Dès l’année suivante plus rien ne distinguait ces quelques mètres carrés du reste du champ. Mais en face se trouvait toujours le «coin à compost» que Raymond continuait d’entretenir. Une fois il y planta même quelques pieds de patates. Raymond était quelqu’un qui n’aimait pas abandonner. Son entêtement était connu de tous. Lorsque quelques uns de ses proches lui recommandaient de ne plus prendre sa voiture, car cela devenait dangereux, il n’en tenait pas compte et continuait à circuler comme cela lui chantait. Un autre voisin m’appela un jour pour dépanner la voiture de Raymond: celui-ci l’avait coincé entre un arbre et le coin de la maison du voisin! Cet accroc là fut assez drôle, mais la façon dont Raymond trouva la mort fut plus tragique.

Raymond avait décidé de brûler des branchages entassés à l’entrée de son «coin à compost». C’était la fin du printemps et la bise soufflait fort. Pour aider le feu à partir, Raymond avait pris un bidon d’essence. Lorsqu’il en jeta un volume dans le feu, celui-ci bondit et pris dans ses habits. Pris au piège de ce brasier et de son corps trop vieux pour s’en arracher, il ne put rien faire.

Un paysan – qui se trouve être le maire de la commune – accompagné de ses deux petits-enfants, passa par là peu de temps après l’accident.
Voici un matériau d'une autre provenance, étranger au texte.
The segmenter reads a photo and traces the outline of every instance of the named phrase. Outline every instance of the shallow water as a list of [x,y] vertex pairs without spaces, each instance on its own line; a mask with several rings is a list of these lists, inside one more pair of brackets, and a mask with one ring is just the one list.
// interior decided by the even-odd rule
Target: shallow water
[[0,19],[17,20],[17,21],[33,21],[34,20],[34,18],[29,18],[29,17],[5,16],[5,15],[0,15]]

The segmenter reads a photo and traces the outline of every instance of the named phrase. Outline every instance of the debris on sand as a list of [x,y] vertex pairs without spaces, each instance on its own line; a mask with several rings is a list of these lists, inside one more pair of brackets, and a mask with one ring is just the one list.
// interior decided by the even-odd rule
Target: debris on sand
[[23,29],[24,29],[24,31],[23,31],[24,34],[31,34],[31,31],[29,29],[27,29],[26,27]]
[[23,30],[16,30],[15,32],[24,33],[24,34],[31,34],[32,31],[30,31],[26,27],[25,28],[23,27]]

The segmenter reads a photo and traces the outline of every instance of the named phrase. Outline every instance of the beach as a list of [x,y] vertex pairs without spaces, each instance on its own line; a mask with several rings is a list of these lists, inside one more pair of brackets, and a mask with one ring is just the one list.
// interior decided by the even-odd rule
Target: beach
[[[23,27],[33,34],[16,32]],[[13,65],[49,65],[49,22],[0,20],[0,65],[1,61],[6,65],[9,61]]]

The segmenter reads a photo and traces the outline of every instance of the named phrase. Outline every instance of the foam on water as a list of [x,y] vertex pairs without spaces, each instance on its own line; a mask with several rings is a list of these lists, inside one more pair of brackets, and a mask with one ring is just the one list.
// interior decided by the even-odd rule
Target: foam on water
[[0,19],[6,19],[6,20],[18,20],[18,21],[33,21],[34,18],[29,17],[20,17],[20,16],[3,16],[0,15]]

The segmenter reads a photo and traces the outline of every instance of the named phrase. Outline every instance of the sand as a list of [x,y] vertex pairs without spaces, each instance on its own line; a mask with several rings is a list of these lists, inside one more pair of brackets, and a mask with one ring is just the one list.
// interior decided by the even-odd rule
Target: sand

Raymond était entièrement brûlé, sauf le visage. Il était toujours conscient et cela jusqu’à l’arrivée des secours en hélicoptère. Pendant les premiers soins, avant de l’embarquer vers l’hôpital pour grands brûlés de Lyon, l’un des secouristes demanda à Raymond s’il y avait des médicaments qu’il prenait en particulier. «Du bourgogne!» répondit-il.

Entouré de sa femme – qui bien des fois avait prévenu Raymond de ses imprudences – et de leur fille et de sa famille, il mourut deux jours plus tard à l’hôpital, des suites de ses blessures. L’histoire de cette mort tragique alimenta bien sûr, très rapidement et pendant plusieurs jours, les conversations dans tous les villages et hameaux de la commune. Et dans une moindre mesure, au delà aussi. Le Maire dut raconter de nombreuses fois comment il avait trouvé Raymond au bord du chemin. Chacun plaignait aussi les enfants accompagnant leur grand-père et qui avaient assisté à la terrible scène. La surprise et les premières émotions passées, tous s’accordaient à dire que cet accident était vraiment une connerie. Mais Raymond n’était ni un enfant inconscient, ni un vieillard sénile. Il cherchait sa liberté dans les marges laissées entre les hauts et les bas de la vie. À la suite d’une opération contre un cancer, où il dut se faire enlever une morceau de l’oreille, il dit à Sandra avec un sourire malin et tendre: «C’est bien, on partira par petits bouts!...»


Une ou deux fois, pour donner un coup de main à Raymond, j’avais débroussaillé son «coin à compost». Il en était très reconnaissant et me donna du bois de chauffage qui ne lui servait plus. Il m’avait même dit que je pouvais couper le grand frêne qui se trouvait là, et l’exploiter à ma guise. Mon fils Vincent, quand il entendit ça, quelques mois avant la mort de Raymond, décida que cet arbre serait le sien et qu’on ne le couperait pas. Je le blaguais alors en lui disant que j’allais venir avec la tronçonneuse dès le lendemain! Mais maintenant c’est différent. Quand on passe à coté du « coin à compost », on ne regarde plus de la même façon. La rose trémière qui y pousse nous rappelle les fleurs qui, partout et toujours, ont aidé les vivants à célébrer les morts. L’arbre ne nous dit plus la même chose. J’aimerai proposer à Vincent de graver un signe pour Raymond sur le tronc.